Impara lo spagnolo con Lago

Si sa, il mondo del calcio è maschio al 100% e son tutti etero. In un contesto di siffatta mascolinità l'offesa maggiore è quella di intaccare la virilità. Se poi i calciatori vengono definiti gay allora l'onta è tremenda. Così deve aver ragionato Alejandro Lago, difensore di origine uruguayana della squadra norvegese del Rosenborg. Quindi in previsione della partita di coppa Uefa di stasera tra il Rosenborg, appunto, e il Valencia Lago ha pensato bene di tenere un corso accelerato di spagnolo ai norvegesi insegnando loro i modi per fare un tifo da stadio ineccepibile. Sul sito del Rosenborg, così, son state elencate le parole offensive da dire ai calciatori dagli spalti (in apertura di post il logo del corso: Impara lo spagnolo con Lago). E giù con sinonimi più o meno volgari della parola gay.
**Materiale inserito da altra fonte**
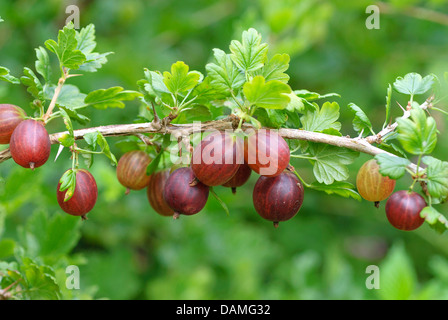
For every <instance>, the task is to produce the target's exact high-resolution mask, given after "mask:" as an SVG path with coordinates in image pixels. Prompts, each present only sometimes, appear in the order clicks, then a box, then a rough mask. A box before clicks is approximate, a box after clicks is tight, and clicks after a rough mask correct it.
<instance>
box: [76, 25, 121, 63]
mask: <svg viewBox="0 0 448 320" xmlns="http://www.w3.org/2000/svg"><path fill="white" fill-rule="evenodd" d="M76 41H77V43H78V45H77V47H76V48H77V49H78V50H80V51H81V52H82V53H83V54H84V55H85V56H86V60H85V62H84V63H83V64H82V65H80V66H79V69H78V70H80V71H86V72H96V71H97V70H98V69H100V68H101V67H102V66H103V64H105V63H107V58H106V57H107V56H108V55H109V54H112V52H106V53H101V54H100V53H97V52H93V50H95V47H96V41H95V26H94V25H93V24H89V25H88V26H86V27H84V28H82V29H81V30H80V31H79V32H76Z"/></svg>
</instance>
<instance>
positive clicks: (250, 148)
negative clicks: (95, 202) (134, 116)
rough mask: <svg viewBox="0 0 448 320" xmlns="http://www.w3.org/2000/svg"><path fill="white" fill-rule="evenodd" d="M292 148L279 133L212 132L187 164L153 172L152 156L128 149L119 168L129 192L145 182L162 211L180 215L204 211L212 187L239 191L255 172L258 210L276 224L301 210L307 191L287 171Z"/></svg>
mask: <svg viewBox="0 0 448 320" xmlns="http://www.w3.org/2000/svg"><path fill="white" fill-rule="evenodd" d="M289 159H290V151H289V146H288V144H287V143H286V141H285V140H284V139H283V138H282V137H281V136H279V135H278V134H277V133H275V132H274V131H271V130H258V131H256V132H253V133H252V134H249V135H247V136H244V137H242V136H241V135H240V134H237V133H227V132H214V133H211V134H209V135H207V136H206V137H205V138H203V139H202V141H201V142H200V143H199V144H198V145H197V146H196V147H195V148H194V150H193V152H192V155H191V161H190V164H189V166H183V167H177V168H176V167H173V168H172V169H171V170H168V169H165V170H163V171H159V172H156V173H154V174H152V175H150V176H147V175H146V168H147V166H148V164H149V163H150V161H151V159H150V158H149V156H148V155H147V154H146V153H145V152H143V151H130V152H127V153H125V154H124V155H123V156H122V157H121V159H120V161H119V162H118V166H117V178H118V180H119V181H120V183H121V184H122V185H123V186H125V187H126V188H127V190H129V189H132V190H140V189H142V188H144V187H145V186H147V195H148V200H149V202H150V204H151V206H152V207H153V209H154V210H155V211H156V212H158V213H159V214H161V215H164V216H173V217H174V218H178V217H179V216H180V215H181V214H183V215H193V214H196V213H198V212H200V211H201V210H202V209H203V208H204V206H205V204H206V203H207V199H208V196H209V193H210V188H211V187H214V186H224V187H229V188H231V189H232V192H233V193H235V192H236V188H237V187H240V186H242V185H244V184H245V183H246V182H247V181H248V180H249V178H250V176H251V173H252V171H254V172H256V173H257V174H260V177H259V179H258V181H257V182H256V184H255V187H254V190H253V203H254V207H255V210H256V212H257V213H258V214H259V215H260V216H261V217H263V218H264V219H266V220H269V221H272V222H273V223H274V226H276V227H277V226H278V223H279V222H280V221H286V220H289V219H291V218H292V217H293V216H295V215H296V214H297V212H298V211H299V209H300V207H301V205H302V202H303V194H304V189H303V186H302V184H301V182H300V180H299V179H298V178H297V177H296V175H295V174H294V173H292V172H290V171H289V170H288V167H289Z"/></svg>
I giocatori del Valencia sono “femminucce che non sopportano il freddo sotto zero”, la difesa del Rosenborg “è come una parete contro gli attaccanti maricones del Valencia” o ancora gli spagnoli sono chiquillas, cioè poco virili.

La società calcistica – precisando che si è trattato di una situazione in cui prevaleva l'ironia – ha comunque chiesto scusa ai valenciani, soprattutto perché son stati definiti omosessuali, sottolineando che “non si deve scherzare sulle inclinazioni sessuali”, come sostiene Nils Heldal, responsabile dell'ufficio stampa del Rosenborg.

Peccato, però, che ancora una volta si usi l'omosessualità per “sfottere”.